Clarifying abnormal spinopelvic mechanics can be critical to preoperative decisions about acetabular component positioning during total hip arthroplasty (THA) to reduce the risk of postoperative dislocation. The recently published Hip–Spine Classification suggests general targets for acetabular component positioning based on an individual patient’s spinal and pelvic alignment, and mobility.
This classification is elegant in its simplicity, but the recommended thresholds for alignment and flexibility are qualitative or, in some instances, nonspecific (i.e., “less than native anatomy”).
Researchers at Brigham and Women’s Hospital have created a quantitative tool that can be used for patient-specific preoperative planning and intraoperative adjustment of acetabular component position, with or without assistive intraoperative technology. Jeffrey K. Lange, MD, associate orthopedic surgeon in the Department of Orthopaedic Surgery, Prem N. Ramkumar, MD, MBA, formerly a clinical fellow in the Department, and colleagues describe the development and validation of the online calculator in The Journal of Arthroplasty.
Development of the Tool
The researchers reviewed data on 2,437 consecutive primary THA procedures performed by five surgeons between January 12, 2014, and May 31, 2022. For each patient, three surgeons used the Hip–Spine Classification to classify the amount of spinal deformity and spinal stiffness.
The team derived an equation for spinopelvic biomechanics by establishing a unit vector projected from the center of the best-fit sphere to the acetabulum, then rotating that three-dimensional vector around the degrees of interest to establish a new unit vector. After starting angles were input, finishing angles were calculated for anteversion and inclination from the new unit vector.
Because this mathematical approach was so complex, the team created an open-source online calculator. The only preoperative measurements a surgeon needs to enter can be gathered from the physical exam (flexion contracture) or lateral X-rays (anterior pelvic plane, standing pelvic tilt or sacral slope, and sitting pelvic tilt or sacral slope). The surgeon also enters their goal for functional/standing inclination and anteversion.
Validation of the Tool
Twenty-two patients (0.9%) underwent a revision for instability. For each of them, the researchers compared the calculated patient-specific “safe-zone” target and the true position of the acetabular component on standing anteroposterior pelvis radiographs before and after revision. The following are the mean differences between the safe-zone targets and:
- The pre-revision acetabular component position—13.3° version and 9.1° inclination
- The post-revision acetabular component position—5.3° version and 3.2° inclination (P<0.01)

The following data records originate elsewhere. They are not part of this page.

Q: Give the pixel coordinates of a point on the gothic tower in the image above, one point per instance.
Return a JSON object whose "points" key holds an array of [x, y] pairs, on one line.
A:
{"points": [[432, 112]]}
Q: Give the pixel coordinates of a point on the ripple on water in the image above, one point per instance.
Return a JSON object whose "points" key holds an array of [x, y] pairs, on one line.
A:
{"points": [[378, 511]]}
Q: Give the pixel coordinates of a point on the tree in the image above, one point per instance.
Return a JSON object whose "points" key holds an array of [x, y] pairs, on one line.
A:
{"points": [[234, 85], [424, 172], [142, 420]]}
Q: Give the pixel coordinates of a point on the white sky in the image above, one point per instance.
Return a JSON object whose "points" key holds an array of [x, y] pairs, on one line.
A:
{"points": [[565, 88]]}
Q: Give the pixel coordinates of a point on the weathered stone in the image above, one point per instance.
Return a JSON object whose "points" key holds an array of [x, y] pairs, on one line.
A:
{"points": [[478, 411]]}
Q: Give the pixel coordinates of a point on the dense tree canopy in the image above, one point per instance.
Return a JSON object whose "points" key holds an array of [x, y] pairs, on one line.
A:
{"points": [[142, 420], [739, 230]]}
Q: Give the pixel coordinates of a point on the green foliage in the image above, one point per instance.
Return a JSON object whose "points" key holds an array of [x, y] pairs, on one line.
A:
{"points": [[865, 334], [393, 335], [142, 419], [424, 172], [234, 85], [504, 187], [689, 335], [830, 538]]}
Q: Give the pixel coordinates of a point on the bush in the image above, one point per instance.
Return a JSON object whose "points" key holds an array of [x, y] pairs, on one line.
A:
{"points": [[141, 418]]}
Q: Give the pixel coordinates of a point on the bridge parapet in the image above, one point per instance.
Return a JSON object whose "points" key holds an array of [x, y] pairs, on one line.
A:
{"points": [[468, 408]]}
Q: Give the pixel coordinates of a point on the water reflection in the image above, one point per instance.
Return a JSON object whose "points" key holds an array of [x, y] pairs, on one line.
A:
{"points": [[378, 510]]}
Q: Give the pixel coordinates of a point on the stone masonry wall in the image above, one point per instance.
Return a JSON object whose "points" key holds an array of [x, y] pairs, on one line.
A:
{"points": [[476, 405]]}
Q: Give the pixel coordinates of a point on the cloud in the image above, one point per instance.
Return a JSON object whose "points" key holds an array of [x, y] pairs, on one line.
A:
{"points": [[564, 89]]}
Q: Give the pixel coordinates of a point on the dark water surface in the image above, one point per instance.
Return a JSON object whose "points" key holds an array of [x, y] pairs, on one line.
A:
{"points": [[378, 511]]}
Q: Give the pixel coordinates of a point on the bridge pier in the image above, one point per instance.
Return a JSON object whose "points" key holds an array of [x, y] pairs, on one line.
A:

Thus, the average difference between stable and unstable acetabular components was only 8° version and approximately 6° inclination.
The research team also compared each patient-specific safe-zone target to the qualitative target recommended by the Hip–Spine Classification. the following are the mean differences between the safe-zone targets and:
- The medians of targets recommended by the Hip–Spine Classification—5.6° version and 2.2° inclination
- The extremes of targets recommended by the Hip–Spine Classification—7.9° version and 3.0° inclination
The small differences between stable and unstable THA emphasize the sensitivity of component positioning. When comparing safe-zone targets to the median of Hip–Spine Classification targets, the 5.6° version difference may or may not be clinically significant. However, the 7.9° version difference between the safe-zone targets and the extremes of Hip–Spine Classification targets is nearly identical to the 8° version difference that distinguished stable from unstable THAs.
The patient-specific quantitative targets thus augment the Hip–Spine Classification to allow more nuanced preoperative planning.